De la fosse aux morts se dégageaient dès lors de fastes exhalaisons et giclaient des volées de sang coagulé, créant un marécage putride et pestilentiel. Gagnant les murailles de la ville, le charognard flot de sang noir eût tôt fait d’encercler le hameau elfique et de souiller son tapis d’aiguille de pin. Vaseux et œdématié des fluides de millier de dépouilles, le sol de Tamaneh ne se voyait toutefois plus en ses heures, foulé de ses habitants. Le premier groupe, mené de ses tétrarques et gouverneurs, s’enfonça dans les affres de la nuit, désireux de trouver refuge dans les saintes terres de la citée Deshautpins. La cavale du peuple était d’un chaos complet, tous cheminant chacun pour soi dans les méandres de ces sentiers ténébreux. Nombreux optèrent pour des avenues différentes, prétextant connaître des raccourcis vers ces lieux pourtant si énigmatiques à localiser. Le peloton se sépara en trois divisions d’elfes paniqués à l’idée d’être contaminés ou maudits.
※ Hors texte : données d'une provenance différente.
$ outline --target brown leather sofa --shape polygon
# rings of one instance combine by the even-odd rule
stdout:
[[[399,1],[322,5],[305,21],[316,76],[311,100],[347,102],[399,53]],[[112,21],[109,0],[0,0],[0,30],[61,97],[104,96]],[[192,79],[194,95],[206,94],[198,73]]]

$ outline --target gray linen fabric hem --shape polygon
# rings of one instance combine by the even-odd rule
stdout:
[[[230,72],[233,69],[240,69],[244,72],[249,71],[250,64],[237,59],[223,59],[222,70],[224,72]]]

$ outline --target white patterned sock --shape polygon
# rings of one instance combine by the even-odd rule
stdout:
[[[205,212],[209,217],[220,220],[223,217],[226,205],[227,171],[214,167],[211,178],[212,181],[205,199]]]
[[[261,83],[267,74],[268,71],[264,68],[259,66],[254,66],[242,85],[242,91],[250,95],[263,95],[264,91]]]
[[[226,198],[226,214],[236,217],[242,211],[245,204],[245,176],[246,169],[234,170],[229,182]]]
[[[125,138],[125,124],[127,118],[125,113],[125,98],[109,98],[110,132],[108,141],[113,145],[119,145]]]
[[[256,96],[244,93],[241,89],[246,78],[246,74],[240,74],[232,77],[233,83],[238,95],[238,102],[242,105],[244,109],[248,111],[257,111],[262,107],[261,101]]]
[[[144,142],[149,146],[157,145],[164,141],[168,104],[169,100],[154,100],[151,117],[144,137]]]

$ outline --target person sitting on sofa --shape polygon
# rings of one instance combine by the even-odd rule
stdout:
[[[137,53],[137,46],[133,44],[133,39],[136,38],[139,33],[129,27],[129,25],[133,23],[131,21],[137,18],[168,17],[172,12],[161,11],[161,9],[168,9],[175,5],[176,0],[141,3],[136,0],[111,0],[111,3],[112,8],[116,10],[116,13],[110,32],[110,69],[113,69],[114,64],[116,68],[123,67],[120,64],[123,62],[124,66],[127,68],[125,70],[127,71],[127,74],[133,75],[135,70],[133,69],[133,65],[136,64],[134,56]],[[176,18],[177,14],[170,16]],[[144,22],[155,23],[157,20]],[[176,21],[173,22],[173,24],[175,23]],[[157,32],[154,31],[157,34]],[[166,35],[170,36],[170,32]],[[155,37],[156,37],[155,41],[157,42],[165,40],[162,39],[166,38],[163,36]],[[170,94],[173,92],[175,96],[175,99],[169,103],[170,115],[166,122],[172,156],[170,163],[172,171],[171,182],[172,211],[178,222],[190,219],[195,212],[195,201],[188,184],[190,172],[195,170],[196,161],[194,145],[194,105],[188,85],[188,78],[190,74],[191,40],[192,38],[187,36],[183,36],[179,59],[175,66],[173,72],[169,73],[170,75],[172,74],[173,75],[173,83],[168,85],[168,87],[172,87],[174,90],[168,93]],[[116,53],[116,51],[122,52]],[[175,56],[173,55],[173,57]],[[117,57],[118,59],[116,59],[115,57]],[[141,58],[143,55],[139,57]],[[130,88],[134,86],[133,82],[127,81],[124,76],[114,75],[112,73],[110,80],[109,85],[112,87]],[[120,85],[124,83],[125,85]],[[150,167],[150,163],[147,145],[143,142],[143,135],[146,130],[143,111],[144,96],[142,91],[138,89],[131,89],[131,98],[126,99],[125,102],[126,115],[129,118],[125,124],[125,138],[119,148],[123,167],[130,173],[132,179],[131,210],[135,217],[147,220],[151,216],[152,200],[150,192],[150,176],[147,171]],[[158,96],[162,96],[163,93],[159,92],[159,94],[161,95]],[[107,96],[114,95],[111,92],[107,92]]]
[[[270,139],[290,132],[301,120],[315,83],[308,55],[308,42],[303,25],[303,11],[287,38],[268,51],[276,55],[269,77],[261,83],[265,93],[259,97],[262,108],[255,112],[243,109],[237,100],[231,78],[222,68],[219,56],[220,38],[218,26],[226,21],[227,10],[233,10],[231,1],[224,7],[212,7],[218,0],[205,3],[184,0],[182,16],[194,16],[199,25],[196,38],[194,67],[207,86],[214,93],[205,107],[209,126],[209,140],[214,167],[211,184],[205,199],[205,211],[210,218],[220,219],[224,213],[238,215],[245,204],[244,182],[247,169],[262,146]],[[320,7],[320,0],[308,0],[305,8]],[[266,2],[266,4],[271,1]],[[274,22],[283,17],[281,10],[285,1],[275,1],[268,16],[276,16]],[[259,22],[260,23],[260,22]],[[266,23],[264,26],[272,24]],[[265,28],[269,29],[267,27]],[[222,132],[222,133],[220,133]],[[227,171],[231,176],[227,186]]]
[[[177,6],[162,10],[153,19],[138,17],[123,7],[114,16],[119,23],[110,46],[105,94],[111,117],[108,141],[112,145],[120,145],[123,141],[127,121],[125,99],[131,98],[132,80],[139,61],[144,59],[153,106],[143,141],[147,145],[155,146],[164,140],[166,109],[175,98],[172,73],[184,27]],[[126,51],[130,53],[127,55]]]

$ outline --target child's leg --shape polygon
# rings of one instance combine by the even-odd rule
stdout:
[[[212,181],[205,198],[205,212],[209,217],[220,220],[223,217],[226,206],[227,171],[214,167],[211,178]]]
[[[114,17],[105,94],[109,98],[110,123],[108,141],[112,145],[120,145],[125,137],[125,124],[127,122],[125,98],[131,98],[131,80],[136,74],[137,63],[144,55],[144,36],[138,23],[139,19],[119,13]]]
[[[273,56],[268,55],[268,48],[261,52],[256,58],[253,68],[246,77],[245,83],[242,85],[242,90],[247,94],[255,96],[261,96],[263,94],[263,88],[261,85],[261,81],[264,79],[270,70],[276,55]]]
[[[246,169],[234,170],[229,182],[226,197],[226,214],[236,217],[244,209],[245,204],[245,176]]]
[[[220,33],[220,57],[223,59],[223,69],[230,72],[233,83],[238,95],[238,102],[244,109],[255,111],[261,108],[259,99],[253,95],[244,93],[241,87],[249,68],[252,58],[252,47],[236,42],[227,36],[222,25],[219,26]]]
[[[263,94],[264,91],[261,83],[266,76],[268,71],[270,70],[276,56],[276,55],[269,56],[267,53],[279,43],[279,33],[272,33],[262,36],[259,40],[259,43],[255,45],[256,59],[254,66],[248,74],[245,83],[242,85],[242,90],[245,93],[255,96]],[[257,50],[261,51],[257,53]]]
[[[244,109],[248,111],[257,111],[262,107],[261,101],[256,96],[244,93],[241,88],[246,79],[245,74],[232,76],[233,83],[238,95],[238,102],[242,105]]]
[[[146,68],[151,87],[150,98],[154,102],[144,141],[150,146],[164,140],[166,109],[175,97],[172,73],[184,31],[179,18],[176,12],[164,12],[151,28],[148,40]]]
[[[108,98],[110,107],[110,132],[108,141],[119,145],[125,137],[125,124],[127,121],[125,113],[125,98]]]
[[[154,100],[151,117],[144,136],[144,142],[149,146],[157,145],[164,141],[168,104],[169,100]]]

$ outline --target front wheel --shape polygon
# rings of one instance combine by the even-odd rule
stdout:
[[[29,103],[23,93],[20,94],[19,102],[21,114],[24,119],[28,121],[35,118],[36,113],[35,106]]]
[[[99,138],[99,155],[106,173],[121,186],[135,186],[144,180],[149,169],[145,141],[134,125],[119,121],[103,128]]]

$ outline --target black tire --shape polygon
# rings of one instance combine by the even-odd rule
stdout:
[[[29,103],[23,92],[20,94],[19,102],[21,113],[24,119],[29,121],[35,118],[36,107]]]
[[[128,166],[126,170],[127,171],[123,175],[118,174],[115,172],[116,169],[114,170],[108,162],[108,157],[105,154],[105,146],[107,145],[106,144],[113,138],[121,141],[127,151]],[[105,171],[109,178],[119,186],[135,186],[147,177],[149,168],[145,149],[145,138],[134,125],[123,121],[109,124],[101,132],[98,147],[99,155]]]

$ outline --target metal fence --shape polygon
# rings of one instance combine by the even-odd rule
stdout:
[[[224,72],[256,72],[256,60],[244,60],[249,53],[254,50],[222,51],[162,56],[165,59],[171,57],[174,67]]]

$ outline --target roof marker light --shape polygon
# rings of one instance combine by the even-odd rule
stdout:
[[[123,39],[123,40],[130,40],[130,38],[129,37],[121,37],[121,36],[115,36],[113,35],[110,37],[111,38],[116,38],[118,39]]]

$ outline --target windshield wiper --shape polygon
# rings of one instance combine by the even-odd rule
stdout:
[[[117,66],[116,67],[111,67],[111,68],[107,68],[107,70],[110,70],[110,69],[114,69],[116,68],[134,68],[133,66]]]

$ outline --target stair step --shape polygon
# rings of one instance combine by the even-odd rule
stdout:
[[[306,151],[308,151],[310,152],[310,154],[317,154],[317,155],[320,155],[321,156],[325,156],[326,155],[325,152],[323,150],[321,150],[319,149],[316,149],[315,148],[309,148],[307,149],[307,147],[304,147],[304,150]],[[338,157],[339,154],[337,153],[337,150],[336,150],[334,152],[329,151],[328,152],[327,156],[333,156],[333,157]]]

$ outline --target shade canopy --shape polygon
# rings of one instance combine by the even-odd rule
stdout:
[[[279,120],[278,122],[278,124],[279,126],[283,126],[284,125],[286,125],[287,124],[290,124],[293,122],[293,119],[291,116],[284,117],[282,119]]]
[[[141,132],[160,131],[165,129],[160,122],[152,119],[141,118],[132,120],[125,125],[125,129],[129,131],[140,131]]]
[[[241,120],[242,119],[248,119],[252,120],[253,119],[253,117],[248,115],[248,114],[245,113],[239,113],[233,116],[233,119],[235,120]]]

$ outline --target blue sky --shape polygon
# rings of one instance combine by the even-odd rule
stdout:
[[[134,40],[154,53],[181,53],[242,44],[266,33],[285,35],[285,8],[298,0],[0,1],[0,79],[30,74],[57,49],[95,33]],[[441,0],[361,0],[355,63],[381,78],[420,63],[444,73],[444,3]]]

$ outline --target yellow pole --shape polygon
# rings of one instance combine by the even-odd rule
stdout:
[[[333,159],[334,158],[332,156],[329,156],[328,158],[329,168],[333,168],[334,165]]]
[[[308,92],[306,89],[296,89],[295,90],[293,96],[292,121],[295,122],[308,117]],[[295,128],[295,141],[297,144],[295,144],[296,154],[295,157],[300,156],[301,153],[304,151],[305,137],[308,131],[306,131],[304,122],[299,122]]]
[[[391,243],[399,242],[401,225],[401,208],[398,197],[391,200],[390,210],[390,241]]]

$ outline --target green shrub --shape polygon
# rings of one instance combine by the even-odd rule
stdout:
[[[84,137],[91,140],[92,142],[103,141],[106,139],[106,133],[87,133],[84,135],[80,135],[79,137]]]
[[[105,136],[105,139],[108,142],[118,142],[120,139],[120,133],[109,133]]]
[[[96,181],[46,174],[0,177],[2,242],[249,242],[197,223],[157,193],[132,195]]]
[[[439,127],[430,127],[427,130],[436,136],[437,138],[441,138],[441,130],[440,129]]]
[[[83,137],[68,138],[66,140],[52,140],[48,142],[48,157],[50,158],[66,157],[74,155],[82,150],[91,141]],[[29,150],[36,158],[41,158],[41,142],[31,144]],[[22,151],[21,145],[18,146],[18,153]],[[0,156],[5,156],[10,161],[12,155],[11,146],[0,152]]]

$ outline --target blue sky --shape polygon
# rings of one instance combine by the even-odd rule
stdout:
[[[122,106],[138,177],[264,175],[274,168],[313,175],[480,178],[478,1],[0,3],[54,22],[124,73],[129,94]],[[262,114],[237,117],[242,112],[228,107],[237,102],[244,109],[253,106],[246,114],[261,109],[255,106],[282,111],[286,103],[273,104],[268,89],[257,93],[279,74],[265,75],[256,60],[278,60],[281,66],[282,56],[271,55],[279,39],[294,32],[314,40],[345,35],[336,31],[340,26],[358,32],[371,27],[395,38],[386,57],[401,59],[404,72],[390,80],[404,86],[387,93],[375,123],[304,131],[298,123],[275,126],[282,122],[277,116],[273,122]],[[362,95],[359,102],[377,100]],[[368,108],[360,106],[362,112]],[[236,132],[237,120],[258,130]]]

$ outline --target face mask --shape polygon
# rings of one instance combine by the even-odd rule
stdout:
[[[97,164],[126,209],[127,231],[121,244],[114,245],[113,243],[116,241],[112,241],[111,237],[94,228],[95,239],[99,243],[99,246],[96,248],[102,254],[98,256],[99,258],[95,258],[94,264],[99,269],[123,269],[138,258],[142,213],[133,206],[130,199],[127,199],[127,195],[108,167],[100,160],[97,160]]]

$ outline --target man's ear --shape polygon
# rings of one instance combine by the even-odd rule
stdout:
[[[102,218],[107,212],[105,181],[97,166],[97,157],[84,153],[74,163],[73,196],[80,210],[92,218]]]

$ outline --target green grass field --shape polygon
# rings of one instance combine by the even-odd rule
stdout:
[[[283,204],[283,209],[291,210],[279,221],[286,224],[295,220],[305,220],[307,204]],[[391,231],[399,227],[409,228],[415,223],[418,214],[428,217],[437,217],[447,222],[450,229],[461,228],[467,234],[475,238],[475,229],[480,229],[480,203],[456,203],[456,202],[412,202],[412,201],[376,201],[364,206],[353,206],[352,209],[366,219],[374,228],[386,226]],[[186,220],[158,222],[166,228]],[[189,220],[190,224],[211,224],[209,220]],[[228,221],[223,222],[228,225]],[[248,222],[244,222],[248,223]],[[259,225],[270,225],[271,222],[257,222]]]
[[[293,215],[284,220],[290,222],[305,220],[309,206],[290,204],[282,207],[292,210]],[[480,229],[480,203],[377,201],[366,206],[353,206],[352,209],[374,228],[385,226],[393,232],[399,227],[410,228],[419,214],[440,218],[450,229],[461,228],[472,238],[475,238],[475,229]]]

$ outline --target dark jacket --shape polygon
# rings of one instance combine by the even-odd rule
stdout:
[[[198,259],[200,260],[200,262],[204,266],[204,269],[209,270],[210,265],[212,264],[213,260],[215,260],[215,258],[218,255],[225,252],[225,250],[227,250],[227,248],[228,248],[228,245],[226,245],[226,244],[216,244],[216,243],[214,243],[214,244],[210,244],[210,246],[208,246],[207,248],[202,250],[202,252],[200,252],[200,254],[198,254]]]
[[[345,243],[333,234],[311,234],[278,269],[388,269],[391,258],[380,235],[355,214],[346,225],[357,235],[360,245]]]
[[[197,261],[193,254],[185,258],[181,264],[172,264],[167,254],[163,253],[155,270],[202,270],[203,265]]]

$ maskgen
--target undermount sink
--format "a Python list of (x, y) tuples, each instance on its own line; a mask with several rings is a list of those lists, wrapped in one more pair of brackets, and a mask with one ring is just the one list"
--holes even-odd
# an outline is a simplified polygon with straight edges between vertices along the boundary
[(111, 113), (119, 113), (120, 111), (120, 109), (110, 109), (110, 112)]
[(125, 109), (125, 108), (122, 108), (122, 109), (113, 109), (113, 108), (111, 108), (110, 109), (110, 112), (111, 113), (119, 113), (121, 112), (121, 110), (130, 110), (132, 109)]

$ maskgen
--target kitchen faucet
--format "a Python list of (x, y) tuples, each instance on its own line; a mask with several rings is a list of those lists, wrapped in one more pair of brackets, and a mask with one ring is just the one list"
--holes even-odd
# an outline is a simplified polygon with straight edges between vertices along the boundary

Grâce aux caractéristiques prunelles que l’on connait aux elfes dans la nuit, des éclaireurs parvinrent à retracer l’accès vers le maquis tant recherché, invitant de vives voix dans l’écho des forêts les tamanes à converger leur ascension en un commun rendez-vous. Rescapés pour la plupart, ces elfes furent accueillis et soignés et forment un important essaim de réfugiés dans la mythique idylle qu’est la cité Deshautpins.
Le second groupe pour sa part, obstiné à faire marche vers Solmyr pour y quérir un refuge, se sépara bêtement, ces elfes-là aussi régis par la loi du sauve-qui-peut. De ce nombre, une dizaine trouva trépas entre les imposantes mains d’un troll des forêts, ce dernier les ayant traqués avec grande aise en raison de leur fuite cacophonique. Les autres furent plus sages, cessant leur course folle et se rassemblant non loin de la rivière pour y terminer la nuit, se relayant la garde contre d’éventuelles menaces. Réveillés par un déluge venant du ciel, les elfes fugitifs prirent un temps pour se recueillir à l’abri des torrents célestes au lendemain de cette sinistre tragédie. Tout portait à croire que la fièvre jaune était de retour, que Tamaneh était maudite. Qu’avait-il bien pu provoquer pareille excrétion de cadavres? Qui ou quoi avait bien pu éveiller les malédictions d’antan?